@simonbasle Yes, your guess is correct. But the performance has drastically reduced from 25k-30k ops/sec to almost around 7k ops/sec, since I remove Stale.FALSE parameter. I will anyway give you the read function. You can have look at it and suggest me ways to improve it.
private static void getKeysAndRead(ExecutorService executorService)
throws Exception {
BinaryBO theBo = new BinaryBO(config.getBucketName());
Set<Future<List<BinaryDocument>>> totalDocumentsFutures = new HashSet<Future<List<BinaryDocument>>>();
while (counter <= docsInBucket) { //docsInBucket is the number of documents in the bucket
if (docsInBucket - counter < nDocs) {
nDocs = docsInBucket - counter;
keys = theBo.getKeys(lastKey, nDocs);
List<Customer> documents = theBo.bulkReadUsingKeys(keys);
counter += documents.size();
}
else
{
keys = theBo.getKeys(lastKey, nDocs);
int keysUsed = 0;
int batchNumber = 0;
while (keysUsed < keys.size()-1) {
List<String> threadKeys = getThreadKeys(batchNumber++,
config.getBatchSize(), keys);
@SuppressWarnings("unchecked")
Future<List<BinaryDocument>> documents = executorService
.submit(new BulkReadBinaryDocumentsRunner(threadKeys));
totalDocumentsFutures.add(documents);
keysUsed += threadKeys.size();
}
}
for (Future<List<BinaryDocument>> doc : totalDocumentsFutures) {
counter += doc.get().size();
for(BinaryDocument d : doc.get()) {
d.content().release();
}
doc.get().clear();
}
totalDocumentsFutures.clear();
lastKey = keys.get(keys.size() - 1);
System.out.println("Total Size: " + counter);
if(counter >= docsInBucket){
break;
}
}
}
keys.clear();
}
This is the function which determines the keys for the threads.

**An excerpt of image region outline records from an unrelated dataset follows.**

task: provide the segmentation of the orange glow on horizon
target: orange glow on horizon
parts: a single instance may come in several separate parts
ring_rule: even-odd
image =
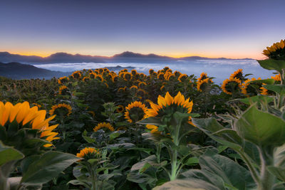
[[[100,54],[95,54],[95,55],[92,55],[92,54],[88,54],[88,53],[70,53],[70,52],[67,52],[67,51],[61,51],[61,52],[65,52],[66,53],[70,53],[70,54],[73,54],[75,55],[76,53],[79,53],[81,55],[88,55],[88,56],[113,56],[115,54],[118,54],[118,53],[114,53],[114,54],[105,54],[105,55],[100,55]],[[123,52],[123,51],[122,51]],[[122,53],[121,52],[121,53]],[[9,53],[11,54],[19,54],[21,56],[40,56],[42,58],[46,58],[46,57],[48,57],[50,56],[51,54],[53,53],[56,53],[56,52],[49,52],[49,53],[43,53],[43,52],[9,52]],[[216,56],[213,56],[213,53],[211,54],[208,54],[208,55],[205,55],[203,53],[195,53],[195,54],[192,54],[192,53],[155,53],[156,55],[158,56],[167,56],[167,57],[171,57],[171,58],[184,58],[184,57],[191,57],[191,56],[200,56],[200,57],[204,57],[204,58],[233,58],[233,59],[239,59],[239,58],[253,58],[253,59],[264,59],[266,58],[264,57],[264,56],[263,56],[261,53],[260,53],[260,55],[255,55],[255,56],[247,56],[245,55],[242,55],[242,53],[239,54],[239,55],[224,55],[224,56],[220,56],[221,54],[217,54]],[[149,53],[141,53],[141,54],[149,54]]]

private static List<String> getThreadKeys(int number, Integer batchSize,
List<String> keys) {
int startIndex = number * batchSize;
int endIndex = (number + 1) * batchSize;
if(startIndex > keys.size()-1){
startIndex = keys.size()-1;
}
if (endIndex > keys.size()) {
endIndex = keys.size() - 1;
}
return keys.subList(startIndex, endIndex);
}
This function is to deserialize once the documents have been fetched from the database.

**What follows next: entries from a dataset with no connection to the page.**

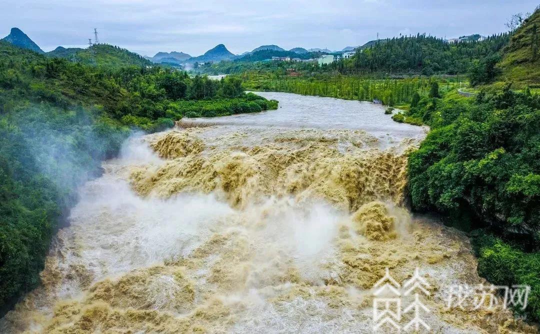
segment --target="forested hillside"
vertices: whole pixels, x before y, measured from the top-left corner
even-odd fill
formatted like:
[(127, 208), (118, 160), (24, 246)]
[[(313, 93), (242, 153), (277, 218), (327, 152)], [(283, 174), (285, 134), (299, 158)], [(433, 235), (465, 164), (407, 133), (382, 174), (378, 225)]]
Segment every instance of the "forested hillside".
[(125, 49), (109, 44), (94, 44), (86, 49), (77, 48), (70, 49), (57, 48), (47, 52), (47, 56), (52, 57), (66, 58), (86, 65), (104, 66), (109, 68), (119, 68), (129, 65), (151, 66), (152, 62), (145, 59), (137, 54)]
[[(493, 64), (505, 71), (499, 78), (525, 71), (525, 82), (539, 79), (524, 36), (534, 31), (539, 14), (511, 37), (502, 63)], [(471, 231), (479, 273), (495, 284), (530, 286), (524, 314), (538, 321), (540, 95), (511, 82), (484, 85), (475, 98), (434, 89), (414, 99), (404, 117), (431, 128), (409, 159), (413, 208), (438, 211)]]
[(498, 67), (502, 79), (520, 86), (540, 88), (540, 10), (527, 18), (510, 39)]
[(99, 173), (130, 128), (160, 130), (194, 111), (277, 107), (246, 95), (238, 79), (107, 64), (50, 58), (0, 41), (0, 313), (38, 284), (77, 186)]
[(509, 35), (494, 35), (482, 42), (449, 43), (425, 34), (402, 36), (379, 41), (357, 53), (346, 69), (361, 73), (421, 72), (456, 74), (466, 73), (475, 59), (498, 52), (508, 42)]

public ArrayList<Customer> bulkReadUsingKeys(List<String> keys) throws Exception {
List<BinaryDocument> documents = theDao.readBinaryDocumentsUsingKeys(keys);
ArrayList<Customer> customers = new ArrayList<Customer>();
ByteBuffer buffer = null;
for(int i = 0; i<documents.size(); i++){
try{
buffer = documents.get(i).content().nioBuffer();
Customer cust = (Customer) Utilities.byteBufferToJavaObject(Utilities.getSerializer(), buffer, new String("com.ht.TestingWithMaven.Customer"));
customers.add(cust);
buffer.clear();
for(BinaryDocument d : documents) {
d.content().release();
}
documents.clear();
}
catch(DecoderException e){
System.exit(0);
}
catch(Exception e) {
e.printStackTrace();
}
}
return customers;
}
This function actually fetches the data from the database and returns the data to the function which is given above.
public List<BinaryDocument> readBinaryDocumentsUsingKeys(Collection<String> keys) throws DecoderException{
try{
return Observable
.from(keys)
.flatMap(new Func1<String, Observable<BinaryDocument>>(){
public Observable<BinaryDocument> call(String id){
return theBucket.async().get(id, BinaryDocument.class)
.retryWhen(RetryBuilder
.anyOf(BackpressureException.class)
.delay(Delay.exponential(TimeUnit.MILLISECONDS, 100))
.max(10)
.build()
);
}
})
.toList()
.toBlocking()
.single();
}
catch(DecoderException e){
return null;
}
}
Here is the getKeys() function
public Iterable<ViewRow> getKeys(String lastKey, Integer nDocs) {
// TODO Auto-generated method stub
if(lastKey.isEmpty())
{
ViewQuery query = ViewQuery.from("Couchbase", "numDocs")
.stale(Stale.TRUE)
.reduce(false)
.limit(nDocs);
ViewResult result = theBucket.query(query);
return result;
}
else{
ViewQuery query = ViewQuery.from("Couchbase", "numDocs")
.stale(Stale.TRUE)
.reduce(false)
.limit(nDocs)
.startKey(lastKey)
.skip(1);
ViewResult result = theBucket.query(query);
return result;
}
}
Basically what I do is, get a bunch of keys (say 10000 at once) and then split them among different threads (if I have 5 threads, each thread gets 2000 keys) and they read the documents using their respective keys. By this way I try to read the entire bucket. I don’t know if this efficient, but performance wise, the read operation works better than the ones by which I tried to read the entire bucket.